Texte
intégral du Dahir sultanien du 16 mai 1930 nommé
"Dahir berbère" par les protégés
de la France coloniale
Louange à Dieu,
Que l'on sache
par la présente, que notre Majesté Chérifienne, Considérant que le
dahir de notre Auguste père, S.M. le Sultan Moulay Youssef, en date du
11 septembre 1914 a prescrit dans l'intérêt du bien de nos sujets et
de la tranquillité de l'Etat de respecter le statut coutumier des
tributs berbères pacifiées..., qu'il devient opportun de préciser
aujourd'hui les conditions particulières dans les quelles la justice
sera rendue dans les mêmes tribus:
A décrété ce qui suit :
Art. 1
Dans les tribus
de Notre Empire reconnues comme étant de coutume berbère, la répression
des infractions commises par les sujets marocains(1)
qui serait de la compétence des Caïds dans les autres parties
de l'Empire, est de la compétence des chefs de tribus.
Pour les autres infractions, la compétence et la répression sont
réglées par les articles 4 et 6 du présent dahir.
Art. 2
Sous réserve des
règles de compétence qui régissent les tribunaux français de Notre
Empire, les actions civiles ou commerciales, mobilières ou immobilières
sont jugées, en premier ou dernier ressort, suivant le taux qui sera
fixé par arrêté viziriel, par les juridictions spéciales appelées
tribunaux coutumiers. Ces tribunaux sont également compétents en tout
matière de statut personnel ou successoral. Ils appliquent, dans les
cas, la coutume locale.
Art. 3
L'appel des
jugements rendus par les tribunaux coutumiers, dans les cas où il
serait recevable, est portée devant les juridictions appelées
tribunaux d'appel coutumiers.
Art. 4
En matière pénal,
ces tribunaux d'appel sont également compétents, en premier et
dernier ressort, pour la répression des infractions prévues à
l'alinéa 2 de l'article premier ci-dessus, et en outre de toutes
les infractions commises par des membres des tribunaux coutumiers dont
la compétence normale est attribuée au chef de la tribu.
Art. 5
Auprès de chaque
tribunal coutumier de première instance ou d'appel est placé un
commissaire du Gouvernement, délégué par l'autorité régionale de
contrôle de laquelle il dépend. Prés de chacune de ces juridictions
est également placé un secrétaire-greffier, lequel remplit en outre
les fonctions de notaire.
Art. 6
Les juridictions
françaises statuant en matière pénale suivant les règles qui leur
sont propres, sont compétentes pour la répression des crimes commis
en pays berbère quelle que soit la condition de l'auteur du crime(2).
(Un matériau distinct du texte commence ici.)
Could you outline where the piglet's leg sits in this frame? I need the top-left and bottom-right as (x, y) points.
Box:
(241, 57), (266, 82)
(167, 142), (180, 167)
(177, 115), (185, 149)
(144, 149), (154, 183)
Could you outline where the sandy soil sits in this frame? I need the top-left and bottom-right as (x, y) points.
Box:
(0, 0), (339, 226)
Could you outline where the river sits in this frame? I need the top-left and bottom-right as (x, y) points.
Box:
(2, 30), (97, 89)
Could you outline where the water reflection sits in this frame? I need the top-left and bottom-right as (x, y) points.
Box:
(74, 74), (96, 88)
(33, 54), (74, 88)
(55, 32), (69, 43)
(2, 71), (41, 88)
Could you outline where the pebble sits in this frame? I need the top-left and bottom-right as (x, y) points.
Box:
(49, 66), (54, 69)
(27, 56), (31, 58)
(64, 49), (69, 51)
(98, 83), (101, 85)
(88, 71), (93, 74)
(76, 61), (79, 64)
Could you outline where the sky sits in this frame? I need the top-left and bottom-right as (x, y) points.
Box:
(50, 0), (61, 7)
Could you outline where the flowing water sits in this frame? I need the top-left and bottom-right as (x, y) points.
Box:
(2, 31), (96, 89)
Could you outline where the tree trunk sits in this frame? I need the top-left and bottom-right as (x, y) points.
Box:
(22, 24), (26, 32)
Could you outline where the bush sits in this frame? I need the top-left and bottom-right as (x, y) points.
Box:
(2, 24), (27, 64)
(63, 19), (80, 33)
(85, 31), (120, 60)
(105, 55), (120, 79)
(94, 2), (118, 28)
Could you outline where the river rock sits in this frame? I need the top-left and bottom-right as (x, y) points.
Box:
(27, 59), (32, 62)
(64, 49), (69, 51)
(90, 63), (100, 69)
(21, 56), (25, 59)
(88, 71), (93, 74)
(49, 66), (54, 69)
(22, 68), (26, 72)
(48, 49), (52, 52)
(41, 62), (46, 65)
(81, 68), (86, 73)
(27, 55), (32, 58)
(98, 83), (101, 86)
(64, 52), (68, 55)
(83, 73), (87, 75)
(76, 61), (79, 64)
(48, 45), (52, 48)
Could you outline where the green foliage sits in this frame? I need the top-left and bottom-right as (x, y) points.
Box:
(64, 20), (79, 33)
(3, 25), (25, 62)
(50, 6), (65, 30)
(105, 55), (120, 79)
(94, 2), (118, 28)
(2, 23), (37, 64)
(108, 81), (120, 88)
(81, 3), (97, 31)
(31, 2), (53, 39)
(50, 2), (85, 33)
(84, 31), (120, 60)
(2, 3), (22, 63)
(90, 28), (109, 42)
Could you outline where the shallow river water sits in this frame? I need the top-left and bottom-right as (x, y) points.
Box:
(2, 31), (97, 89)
Dans ces cas est applicable le dahir du 12 août 1913 (9 ramadan
1331) sur la procédure criminelle.
Art. 7
Les actions
immobilières auxquelles seraient parties, soit comme demandeur, soit
comme défendeur, des ressortissants des juridictions françaises, sont
de la compétence de ces juridictions.
Art. 8
Toutes les règles
d'organisations, de composition et de fonctionnement des tribunaux
coutumiers seront fixés par arrêtés viziriels successifs, selon
les cas et suivants les besoins.
Fait
à Rabat, le 17 Hijja 1348 (16 mai 1930) vu pour promulgation
et mise à execution : Rabat, le 23 mai 1930.
Le
commissaire-Résident général, LUCIEN SAINT.
(1)
: Preuve irréfutable que le dahir
s'appliquait sans discrimination à tous les citoyens marocains
et qu'il avait une compétence territorial et non ethnique.
(2) :
Le législateur avait tenu, pour eviter d'éventuelles
contestations judiciaires sur la compétence des tribunaux
francais en la matière, à préciser que ces
juridictions étaient compétentes quel que fût
le régime juridique de l'auteur du crime (Orf ou Chraâ),
ou leur appartenance ethnique ou religieuse.